Paper 3, Section II, 26H26 \mathrm{H}

Probability and Measure
Part II, 2021

Show that random variables X1,,XNX_{1}, \ldots, X_{N} defined on some probability space (Ω,F,P)(\Omega, \mathcal{F}, \mathbb{P}) are independent if and only if

E(n=1Nfn(Xn))=n=1NE(fn(Xn))\mathbb{E}\left(\prod_{n=1}^{N} f_{n}\left(X_{n}\right)\right)=\prod_{n=1}^{N} \mathbb{E}\left(f_{n}\left(X_{n}\right)\right)

for all bounded measurable functions fn:RR,n=1,,Nf_{n}: \mathbb{R} \rightarrow \mathbb{R}, n=1, \ldots, N.

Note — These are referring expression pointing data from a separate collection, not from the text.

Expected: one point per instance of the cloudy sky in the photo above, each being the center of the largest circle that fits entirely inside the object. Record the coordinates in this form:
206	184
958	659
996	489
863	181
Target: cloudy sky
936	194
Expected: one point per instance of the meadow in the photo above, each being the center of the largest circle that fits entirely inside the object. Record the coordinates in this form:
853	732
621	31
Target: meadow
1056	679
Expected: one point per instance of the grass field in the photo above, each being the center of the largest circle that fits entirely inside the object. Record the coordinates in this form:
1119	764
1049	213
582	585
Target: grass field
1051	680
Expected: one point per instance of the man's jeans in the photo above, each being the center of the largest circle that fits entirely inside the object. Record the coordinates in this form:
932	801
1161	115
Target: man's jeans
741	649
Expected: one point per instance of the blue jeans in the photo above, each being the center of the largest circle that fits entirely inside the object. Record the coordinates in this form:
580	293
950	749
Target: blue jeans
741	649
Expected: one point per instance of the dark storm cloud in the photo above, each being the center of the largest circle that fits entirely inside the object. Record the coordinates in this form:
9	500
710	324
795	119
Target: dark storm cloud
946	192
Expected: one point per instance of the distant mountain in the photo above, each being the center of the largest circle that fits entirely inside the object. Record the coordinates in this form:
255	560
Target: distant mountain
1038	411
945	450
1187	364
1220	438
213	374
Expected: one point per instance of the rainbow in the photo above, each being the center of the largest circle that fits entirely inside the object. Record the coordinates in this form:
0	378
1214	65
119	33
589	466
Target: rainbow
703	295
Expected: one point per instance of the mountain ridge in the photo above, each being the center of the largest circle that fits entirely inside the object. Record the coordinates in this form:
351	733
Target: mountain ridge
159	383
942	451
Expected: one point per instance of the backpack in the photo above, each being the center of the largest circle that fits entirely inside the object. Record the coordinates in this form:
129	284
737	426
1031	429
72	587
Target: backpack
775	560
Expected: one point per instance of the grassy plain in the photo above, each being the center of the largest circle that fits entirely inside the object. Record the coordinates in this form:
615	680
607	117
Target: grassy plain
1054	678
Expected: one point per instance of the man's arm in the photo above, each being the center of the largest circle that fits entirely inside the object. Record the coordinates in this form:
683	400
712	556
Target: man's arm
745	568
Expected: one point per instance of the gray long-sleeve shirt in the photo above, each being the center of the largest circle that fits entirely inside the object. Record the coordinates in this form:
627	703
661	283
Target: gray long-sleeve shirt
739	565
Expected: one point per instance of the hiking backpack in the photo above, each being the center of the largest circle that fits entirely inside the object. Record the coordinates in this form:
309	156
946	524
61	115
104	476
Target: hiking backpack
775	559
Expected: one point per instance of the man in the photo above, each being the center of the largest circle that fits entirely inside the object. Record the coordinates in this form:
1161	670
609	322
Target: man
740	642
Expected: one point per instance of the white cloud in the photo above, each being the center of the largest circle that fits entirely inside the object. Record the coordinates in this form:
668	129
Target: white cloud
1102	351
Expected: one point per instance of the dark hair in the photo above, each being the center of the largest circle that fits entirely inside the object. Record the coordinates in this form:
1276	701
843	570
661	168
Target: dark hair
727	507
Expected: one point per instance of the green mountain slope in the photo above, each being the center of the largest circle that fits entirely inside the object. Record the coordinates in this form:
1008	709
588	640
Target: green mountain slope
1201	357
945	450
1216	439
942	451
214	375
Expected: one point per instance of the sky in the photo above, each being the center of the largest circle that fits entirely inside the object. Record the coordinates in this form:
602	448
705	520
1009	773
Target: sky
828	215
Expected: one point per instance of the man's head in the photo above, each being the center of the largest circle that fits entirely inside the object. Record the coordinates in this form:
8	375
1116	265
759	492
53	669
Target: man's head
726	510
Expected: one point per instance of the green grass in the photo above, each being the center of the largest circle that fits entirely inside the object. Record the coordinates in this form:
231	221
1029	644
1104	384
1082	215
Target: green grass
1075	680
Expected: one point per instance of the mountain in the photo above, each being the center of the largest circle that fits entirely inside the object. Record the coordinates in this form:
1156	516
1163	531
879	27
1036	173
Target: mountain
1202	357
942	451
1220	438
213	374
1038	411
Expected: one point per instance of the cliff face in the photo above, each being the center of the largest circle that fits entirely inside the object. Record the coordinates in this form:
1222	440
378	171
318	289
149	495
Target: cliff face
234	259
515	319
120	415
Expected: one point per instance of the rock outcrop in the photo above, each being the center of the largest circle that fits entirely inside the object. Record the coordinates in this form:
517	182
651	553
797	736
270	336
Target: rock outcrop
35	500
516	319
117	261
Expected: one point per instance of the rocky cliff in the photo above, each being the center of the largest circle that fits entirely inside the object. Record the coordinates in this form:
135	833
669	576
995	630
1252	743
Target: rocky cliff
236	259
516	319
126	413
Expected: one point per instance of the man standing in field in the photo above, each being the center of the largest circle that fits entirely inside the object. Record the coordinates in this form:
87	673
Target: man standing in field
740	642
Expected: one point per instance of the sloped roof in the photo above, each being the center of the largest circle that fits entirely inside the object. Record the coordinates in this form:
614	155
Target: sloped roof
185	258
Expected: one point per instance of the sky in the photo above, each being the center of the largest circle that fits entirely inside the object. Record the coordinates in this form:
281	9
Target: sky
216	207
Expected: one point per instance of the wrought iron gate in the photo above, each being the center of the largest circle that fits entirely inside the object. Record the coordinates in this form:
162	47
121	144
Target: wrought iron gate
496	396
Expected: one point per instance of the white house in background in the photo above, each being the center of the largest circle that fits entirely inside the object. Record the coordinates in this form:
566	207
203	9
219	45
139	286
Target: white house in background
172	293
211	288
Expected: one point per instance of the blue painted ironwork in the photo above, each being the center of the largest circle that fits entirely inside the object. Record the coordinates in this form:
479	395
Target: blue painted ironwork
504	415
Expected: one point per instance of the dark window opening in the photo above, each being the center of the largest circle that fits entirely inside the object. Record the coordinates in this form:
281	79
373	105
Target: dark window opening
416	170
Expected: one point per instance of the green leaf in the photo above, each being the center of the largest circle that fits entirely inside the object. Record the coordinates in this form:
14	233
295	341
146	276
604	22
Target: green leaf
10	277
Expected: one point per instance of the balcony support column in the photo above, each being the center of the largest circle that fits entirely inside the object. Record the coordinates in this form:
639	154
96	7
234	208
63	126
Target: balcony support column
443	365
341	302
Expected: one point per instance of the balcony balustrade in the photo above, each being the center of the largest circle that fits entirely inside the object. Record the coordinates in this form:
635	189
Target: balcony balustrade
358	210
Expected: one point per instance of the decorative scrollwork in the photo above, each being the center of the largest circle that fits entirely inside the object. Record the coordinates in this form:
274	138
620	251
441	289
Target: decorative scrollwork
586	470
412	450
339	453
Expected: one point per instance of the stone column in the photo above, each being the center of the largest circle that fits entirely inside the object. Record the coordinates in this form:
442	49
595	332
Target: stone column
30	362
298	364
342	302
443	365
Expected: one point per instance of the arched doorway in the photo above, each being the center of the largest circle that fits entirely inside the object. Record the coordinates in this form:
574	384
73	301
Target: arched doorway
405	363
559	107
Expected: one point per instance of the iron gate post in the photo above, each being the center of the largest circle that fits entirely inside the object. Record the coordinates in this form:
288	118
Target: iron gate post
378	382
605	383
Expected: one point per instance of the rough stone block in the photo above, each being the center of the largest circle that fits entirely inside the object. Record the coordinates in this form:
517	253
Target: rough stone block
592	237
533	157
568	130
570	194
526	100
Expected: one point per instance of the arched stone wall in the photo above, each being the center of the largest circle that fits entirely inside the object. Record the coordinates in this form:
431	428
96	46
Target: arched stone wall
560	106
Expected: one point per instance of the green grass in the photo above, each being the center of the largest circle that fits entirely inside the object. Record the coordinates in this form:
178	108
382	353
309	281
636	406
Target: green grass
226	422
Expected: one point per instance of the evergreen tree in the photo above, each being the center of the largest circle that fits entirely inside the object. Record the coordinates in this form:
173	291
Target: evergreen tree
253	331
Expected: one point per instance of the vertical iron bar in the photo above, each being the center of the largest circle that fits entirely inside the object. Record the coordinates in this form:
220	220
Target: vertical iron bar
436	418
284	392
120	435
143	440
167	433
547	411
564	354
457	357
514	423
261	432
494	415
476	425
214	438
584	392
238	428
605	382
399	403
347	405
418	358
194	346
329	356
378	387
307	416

Now let (Xn:nN)\left(X_{n}: n \in \mathbb{N}\right) be an infinite sequence of independent Gaussian random variables with zero means, EXn=0\mathbb{E} X_{n}=0, and finite variances, EXn2=σn2>0\mathbb{E} X_{n}^{2}=\sigma_{n}^{2}>0. Show that the series n=1Xn\sum_{n=1}^{\infty} X_{n} converges in L2(P)L^{2}(\mathbb{P}) if and only if n=1σn2<\sum_{n=1}^{\infty} \sigma_{n}^{2}<\infty.

[You may use without proof that E[eiuXn]=eu2σn2/2\mathbb{E}\left[e^{i u X_{n}}\right]=e^{-u^{2} \sigma_{n}^{2} / 2} for uRu \in \mathbb{R}.]